We were engaged by a well-known high street fashion retailer to optimise the performance of their Oracle Endeca software and to transform their legacy taxonomy infrastructure.
We successfully trained all team members to operate the Endeca software on a BAU basis whilst working with key stakeholder teams to identify, define, implement and roll out ongoing improvements to optimise their website.
Challenge
We were engaged by a well-known high street fashion retailer to support them in their vision to become a digital leader in an increasingly competitive retail landscape.
The business had selected Endeca, an Oracle-owned software application, to enable search optimisation and online personalisation, to allow their digital channel to respond rapidly to market trends and customer demand.
We were tasked with optimising the performance of the software and offer extensive in-house training to ensure change was sustainable. We translated business need into actionable deliverables by working with a range of internal and external stakeholders.
In addition to day-to-day optimisation of the software, we were also engaged to plan and implement a specific project to transform the legacy taxonomy infrastructure, using Agile project management.
Approach
Drawing on our solid knowledge of Endeca software, we worked closely with the UX, E-Commerce and Visual Merchandising teams to enable their day-to-day operation and optimisation of the software.

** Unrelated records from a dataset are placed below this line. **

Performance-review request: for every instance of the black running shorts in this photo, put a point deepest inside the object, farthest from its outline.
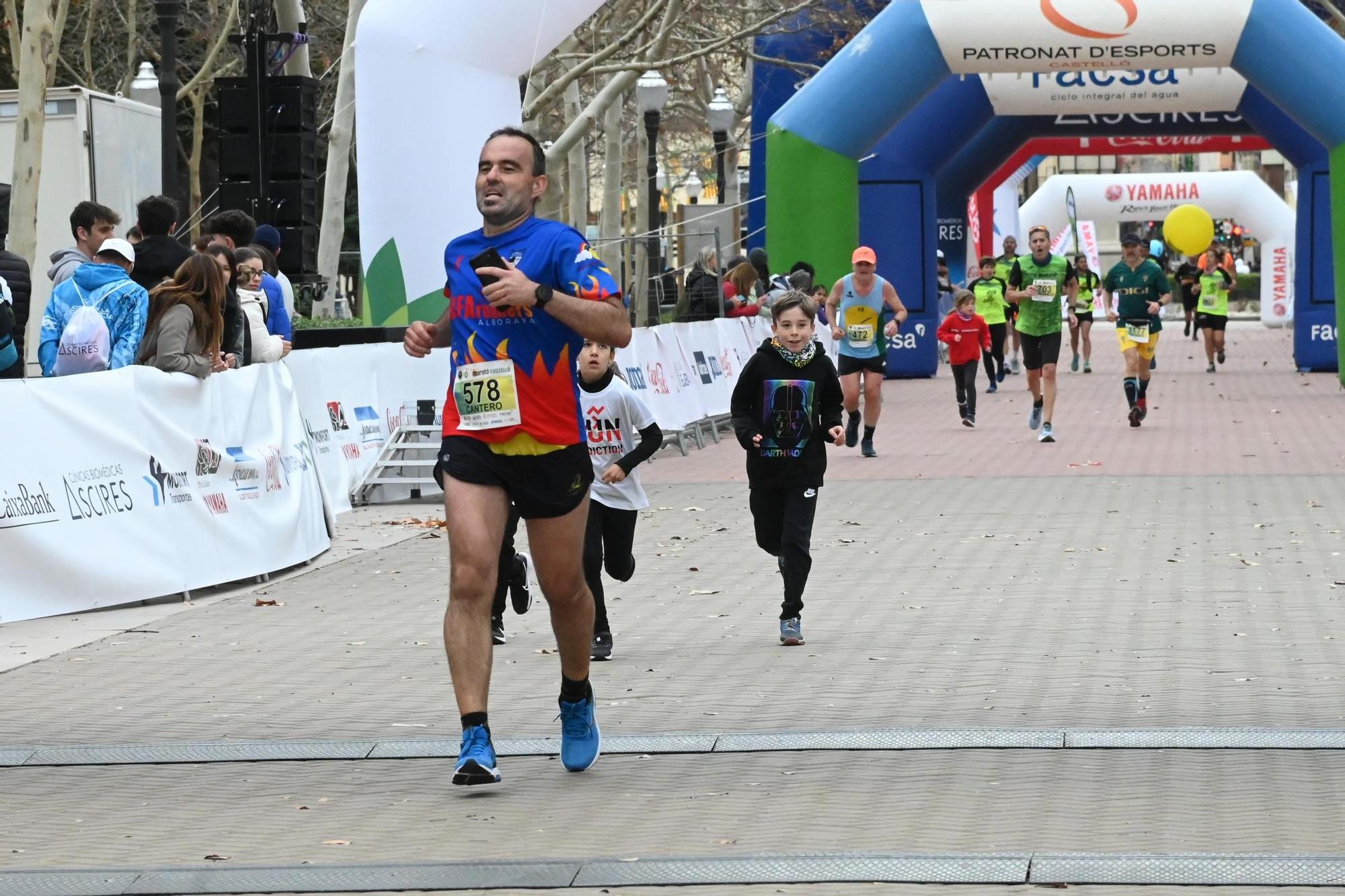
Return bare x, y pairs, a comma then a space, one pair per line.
540, 486
849, 365
1039, 352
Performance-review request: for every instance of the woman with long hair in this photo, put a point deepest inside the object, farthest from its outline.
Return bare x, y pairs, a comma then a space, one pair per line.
256, 309
739, 292
186, 321
236, 343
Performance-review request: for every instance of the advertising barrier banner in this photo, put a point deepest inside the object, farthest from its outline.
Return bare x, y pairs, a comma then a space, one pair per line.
137, 483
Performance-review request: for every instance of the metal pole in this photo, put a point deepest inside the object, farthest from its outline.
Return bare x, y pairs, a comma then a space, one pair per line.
169, 85
652, 128
722, 147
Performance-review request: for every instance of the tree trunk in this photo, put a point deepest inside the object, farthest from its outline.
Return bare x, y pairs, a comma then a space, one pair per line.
37, 58
610, 225
333, 232
198, 134
290, 15
578, 185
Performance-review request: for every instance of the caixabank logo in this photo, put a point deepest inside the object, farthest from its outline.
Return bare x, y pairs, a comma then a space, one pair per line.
167, 487
26, 505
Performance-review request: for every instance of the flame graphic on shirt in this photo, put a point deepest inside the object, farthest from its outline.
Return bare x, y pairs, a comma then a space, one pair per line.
595, 292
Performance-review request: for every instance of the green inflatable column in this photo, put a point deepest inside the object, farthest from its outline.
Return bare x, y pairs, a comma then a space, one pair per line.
813, 205
1338, 171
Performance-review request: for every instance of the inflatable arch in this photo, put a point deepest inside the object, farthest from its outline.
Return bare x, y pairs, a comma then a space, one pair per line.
1223, 194
817, 139
426, 101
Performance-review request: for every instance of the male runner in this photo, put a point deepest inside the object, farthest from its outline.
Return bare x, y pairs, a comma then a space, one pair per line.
1081, 326
1188, 275
1038, 283
1004, 267
513, 432
1213, 318
1143, 290
855, 309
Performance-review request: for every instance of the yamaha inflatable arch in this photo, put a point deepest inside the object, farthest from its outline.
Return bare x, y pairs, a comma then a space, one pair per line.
909, 60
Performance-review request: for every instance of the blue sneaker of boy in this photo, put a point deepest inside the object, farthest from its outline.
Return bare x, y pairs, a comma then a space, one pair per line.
477, 758
580, 737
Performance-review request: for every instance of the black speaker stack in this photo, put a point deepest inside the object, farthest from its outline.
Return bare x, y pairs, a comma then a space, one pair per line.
268, 158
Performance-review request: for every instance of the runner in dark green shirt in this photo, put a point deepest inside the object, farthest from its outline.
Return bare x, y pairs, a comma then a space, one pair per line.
1141, 290
1040, 283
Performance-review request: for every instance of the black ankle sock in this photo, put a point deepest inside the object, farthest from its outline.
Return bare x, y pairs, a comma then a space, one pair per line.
574, 692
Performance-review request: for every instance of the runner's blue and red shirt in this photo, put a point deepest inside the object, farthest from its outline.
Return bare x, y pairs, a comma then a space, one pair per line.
543, 349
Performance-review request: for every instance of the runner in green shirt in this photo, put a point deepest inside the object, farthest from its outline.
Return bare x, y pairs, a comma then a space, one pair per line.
1143, 290
1082, 331
1004, 267
991, 290
1213, 309
1038, 283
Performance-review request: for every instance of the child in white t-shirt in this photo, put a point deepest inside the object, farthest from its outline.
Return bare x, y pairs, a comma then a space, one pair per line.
613, 415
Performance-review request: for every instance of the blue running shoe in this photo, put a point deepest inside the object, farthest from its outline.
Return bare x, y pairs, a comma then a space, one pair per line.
477, 758
580, 737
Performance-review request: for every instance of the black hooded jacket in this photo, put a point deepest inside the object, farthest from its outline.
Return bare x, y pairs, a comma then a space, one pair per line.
793, 409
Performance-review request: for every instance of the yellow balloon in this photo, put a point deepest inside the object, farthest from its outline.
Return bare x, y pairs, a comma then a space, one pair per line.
1190, 229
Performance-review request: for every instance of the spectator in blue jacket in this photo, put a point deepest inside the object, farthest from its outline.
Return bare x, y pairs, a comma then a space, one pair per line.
237, 229
104, 283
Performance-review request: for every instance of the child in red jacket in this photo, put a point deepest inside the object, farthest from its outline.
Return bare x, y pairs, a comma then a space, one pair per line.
966, 335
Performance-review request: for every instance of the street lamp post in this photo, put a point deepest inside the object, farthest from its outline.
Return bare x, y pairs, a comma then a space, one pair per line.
167, 11
720, 114
652, 95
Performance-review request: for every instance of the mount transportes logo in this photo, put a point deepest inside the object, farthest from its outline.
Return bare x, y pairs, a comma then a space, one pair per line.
1056, 18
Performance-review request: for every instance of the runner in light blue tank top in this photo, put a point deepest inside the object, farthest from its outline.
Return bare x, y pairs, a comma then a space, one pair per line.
861, 319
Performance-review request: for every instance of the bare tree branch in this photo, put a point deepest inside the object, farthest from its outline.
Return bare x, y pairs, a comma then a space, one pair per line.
208, 67
558, 88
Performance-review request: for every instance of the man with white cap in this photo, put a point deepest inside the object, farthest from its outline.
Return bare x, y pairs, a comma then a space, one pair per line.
95, 321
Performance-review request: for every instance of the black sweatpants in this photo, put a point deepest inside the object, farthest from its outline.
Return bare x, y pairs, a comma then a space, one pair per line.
965, 378
506, 568
997, 350
783, 521
610, 537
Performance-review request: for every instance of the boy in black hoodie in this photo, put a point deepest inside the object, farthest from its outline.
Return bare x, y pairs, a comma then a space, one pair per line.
786, 405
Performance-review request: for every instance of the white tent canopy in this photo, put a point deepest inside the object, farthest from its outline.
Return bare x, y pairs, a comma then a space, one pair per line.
1151, 197
434, 80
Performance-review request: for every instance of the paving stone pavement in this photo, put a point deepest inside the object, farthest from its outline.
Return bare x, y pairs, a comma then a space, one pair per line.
645, 807
964, 580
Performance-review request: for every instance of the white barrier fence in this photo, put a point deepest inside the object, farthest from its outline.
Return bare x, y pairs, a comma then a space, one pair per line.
135, 483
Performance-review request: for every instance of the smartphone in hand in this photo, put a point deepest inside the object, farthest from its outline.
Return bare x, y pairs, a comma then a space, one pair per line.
489, 259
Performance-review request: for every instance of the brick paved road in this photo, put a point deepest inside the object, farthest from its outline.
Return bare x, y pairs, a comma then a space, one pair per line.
1188, 580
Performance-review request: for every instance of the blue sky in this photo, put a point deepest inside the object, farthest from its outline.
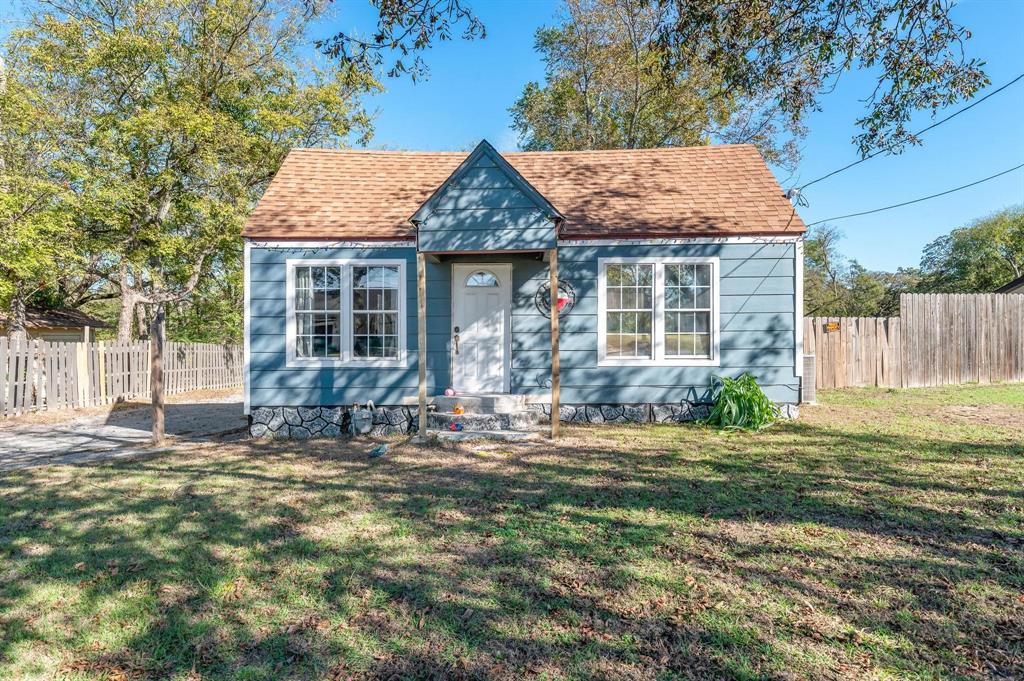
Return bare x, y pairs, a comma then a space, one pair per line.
472, 84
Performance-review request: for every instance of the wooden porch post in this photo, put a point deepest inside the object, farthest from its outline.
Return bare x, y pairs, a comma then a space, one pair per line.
555, 378
421, 316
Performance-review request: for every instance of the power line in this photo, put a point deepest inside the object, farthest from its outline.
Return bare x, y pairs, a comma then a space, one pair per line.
916, 201
916, 134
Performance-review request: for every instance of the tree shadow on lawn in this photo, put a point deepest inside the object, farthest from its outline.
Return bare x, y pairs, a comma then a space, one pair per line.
681, 554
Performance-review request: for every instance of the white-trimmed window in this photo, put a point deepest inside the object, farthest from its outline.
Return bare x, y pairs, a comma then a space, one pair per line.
346, 312
658, 311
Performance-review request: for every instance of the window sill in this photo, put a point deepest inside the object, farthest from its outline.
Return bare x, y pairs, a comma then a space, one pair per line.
317, 363
669, 362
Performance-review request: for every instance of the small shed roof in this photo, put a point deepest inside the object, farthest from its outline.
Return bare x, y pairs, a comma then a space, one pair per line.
675, 192
61, 317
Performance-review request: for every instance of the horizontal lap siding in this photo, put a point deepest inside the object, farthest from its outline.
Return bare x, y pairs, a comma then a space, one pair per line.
483, 210
272, 383
757, 329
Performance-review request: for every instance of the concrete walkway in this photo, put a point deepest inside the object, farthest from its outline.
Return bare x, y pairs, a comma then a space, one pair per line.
117, 434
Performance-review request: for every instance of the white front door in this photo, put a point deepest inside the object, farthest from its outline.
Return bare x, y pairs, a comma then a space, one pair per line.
481, 297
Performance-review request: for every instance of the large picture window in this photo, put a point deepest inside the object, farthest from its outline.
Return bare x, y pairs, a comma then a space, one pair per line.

We started by requirement gathering from the key stakeholder teams to understand their knowledge limitations and future aspirations for the system. We also investigated where the BAU “pain points” were and how these can be systematically addressed.
Once we had drawn up a requirements summary, we established an ongoing, Agile change management process, creating a backlog list and funnelling these work streams into development. With regular feedback and iterations required, this process worked extremely well as an Agile project.
In addition to the day-to-day software optimisation and internal training activity, we were also co-ordinating the Web Taxonomy Structure project. Following a full audit of the company’s data model infrastructure, we established that they had a legacy, in-house taxonomy system which used a rigid, category-based hierarchy structure. In order to maximise the customer search experience we recommended that they move towards a product-based, data enriched model, also known as a so-called “hierarchy-less structure”.
The process started with a Taxonomy “Quick Fix” which used Endeca to differentiate between core and non-core (e.g. promotional) categories that were all held in one place by the legacy system. This allowed a lean and consistent hierarchy structure to be created on site, without the need to overhaul the legacy data. The second stage was Product Enrichment (tagging) which fundamentally switched the data model from the attributes of a product being based on where it is in the hierarchy, to that information being held against the product record itself. This allowed far more versatility in how the data could be used on-site by the Merchandising teams, whilst leveraging a key strength of the Endeca application: the ability to quickly and dynamically create different navigation states to present to the customer.
There were two additional complexities in this project: the first was the number of internal teams and external agencies who had a stake in the development and optimisation of the website.
The second was that the back-end taxonomy recategorisation was occurring at the same time as in-house front end development, which significantly increased the number of team members working on the website.
Outcome
We successfully trained all team members within the UX, E-Commerce and Visual Merchandising teams to operate the Endeca software on a BAU basis. In addition we are closely working with key stakeholder teams to identify, define, implement and roll out ongoing improvements to make their website best-in-class.
The Web Taxonomy Transformation Project was successfully implemented to time and budget. Upon completion the website had a consistent taxonomy structure to present to the customer (and Google!) across the search and browse experience. Back-end business users could now create attributes and add values to products as they are set up. Data attributed in this way allows users to create collections of products that update dynamically (via Endeca), rather than static categories that need to be updated manually.